As the editorial board and print team wind down for the summer (we don’t come out again until early October) there is an opportunity to review the latest labour market statistics and ponder what this might mean for employment law and practice over the next 12 months. It makes a welcome change from the pledge-swapping exercise to choose the next prime minister and the endless drama that is Brexit.

One of the mysteries of the UK economy over the course of the past decade has been the high employment rate/low unemployment rate with a fairly anaemic growth in wages. Wages are now only just approaching their real-term value just before the financial crisis of 2008. Conventional wisdom would suggest that high employment and low unemployment shows a problem in labour supply. Certain employers bemoan the difficulty in recruitment (talent war, skills shortages etc). In turn, one would expect low supply and high demand to increase the price – or wages – of labour. That has not happened, at least until now. Wages are now growing at 3.6% a year, around 1.7% higher than inflation.

The Office for National Statistics publishes a huge amount of data on the labour market and the latest batch has only recently come out. They show a continuation of the pattern. The employment rate was estimated at 76%. The unemployment rate was 3.8%, the lowest it has been since October 1974. This means that 32.75 million people aged between 16 and over are in what is called ‘employment’.

A little care needs to be exercised, particularly with you as the audience. Employment is defined by the Office for National Statistics as being in paid work. That is not a definition many of us would subscribe to and, as it is so broad, it encompasses people we would not regard as being in employment but in work.
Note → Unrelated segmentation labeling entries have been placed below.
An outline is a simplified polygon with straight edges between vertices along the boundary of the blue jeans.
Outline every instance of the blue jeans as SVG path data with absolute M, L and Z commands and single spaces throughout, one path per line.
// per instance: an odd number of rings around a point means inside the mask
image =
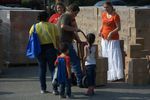
M 59 84 L 59 86 L 60 86 L 59 92 L 61 96 L 65 95 L 65 92 L 67 96 L 71 96 L 71 79 L 67 79 L 66 83 L 61 83 Z
M 95 86 L 95 72 L 96 65 L 87 65 L 86 66 L 86 75 L 88 80 L 88 87 L 89 86 Z
M 72 43 L 68 43 L 68 46 L 69 46 L 69 56 L 71 59 L 72 71 L 76 75 L 77 84 L 80 85 L 82 82 L 82 77 L 83 77 L 82 71 L 81 71 L 81 65 L 80 65 L 80 58 L 77 56 Z
M 53 78 L 55 70 L 54 62 L 56 60 L 57 54 L 53 44 L 41 45 L 41 49 L 42 51 L 37 57 L 39 63 L 39 78 L 41 90 L 46 90 L 47 65 L 51 73 L 51 77 Z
Dig a little deeper and one finds that of this 32.75 million people, 4.96 million of them are in self-employment, representing more than 15% of those in work. This is the highest number recorded in the UK as being in self-employment and it does show a continuing, perhaps accelerating, change in the world of work, namely the rise of the ‘gig’ economy.

Some argue that this is a consequence of both a harsher welfare system, applying undue pressure on people to go and work, whatever that looks like, coupled with a more rampant form of capitalism that is prepared to exploit a less regulated labour market. There may be truth in that and one can certainly point to genuine examples of exploitation and undue pressure. However, it is also worth taking note of various surveys that have been undertaken over the past decade, all of which show a fairly consistent picture of the self-employed being happier in their work than those in employment. They value the freedom and flexibility that self-employment can bring.

Does any of this mean anything for employment law? While one should be careful of making predictions, by the time you read this, the UK will have a new prime minister and one who has presented himself as being in favour of reducing regulation. This is likely to be a contrast to Theresa May, who promised to increase labour protection. If one wanted to look for optimistic data and stories to justify ditching those promises, there is certainly some to be found.